Born in California in 1944, he became an eagle scout.

He began rock climbing at age 11, and went up the Matterhorn during his junior year at Stanford University.

He got a masters degree at Washington University in Saint Louis, in recent years the site of mission control for his balloon flights.

Then he went to work in Chicago as an options trader.

A friend says he was willing to assume a higher level of risk than other traders.

The risks paid off handsomely. Eventually, Fossett formed his own securities firm.

He says he's always thrived under pressure.

In 1998, Fossett teamed up with British billionaire Richard Branson in an attempt to fly a balloon around the world.

They got more than half way when bad weather forced them down near Hawaii.

A month later, a rival team achieved the goal Fossett and Branson had sought.

But instead of giving up, Fossett shifted his focus, and decided he'd become the first person to make a balloon trip around the world... flying solo.

One of his attempts ended in Canada. One ended in India.

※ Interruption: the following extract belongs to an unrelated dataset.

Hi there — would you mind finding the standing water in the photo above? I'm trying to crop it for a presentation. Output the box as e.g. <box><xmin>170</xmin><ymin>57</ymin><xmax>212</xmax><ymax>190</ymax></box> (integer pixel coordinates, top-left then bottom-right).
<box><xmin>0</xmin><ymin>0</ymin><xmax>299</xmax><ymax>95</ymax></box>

When a storm shredded his balloon above Australia, he plunged into the Coral Sea.

But Fossett didn't give up, and on June 18th, his sixth attempt to make a solo balloon flight around the world began in Western Australia.

Thirteen and a half days and more than 19,000 miles later, Fossett was back where he began, crossing an invisible finish line at 117 degrees longitude, and heading into the record books.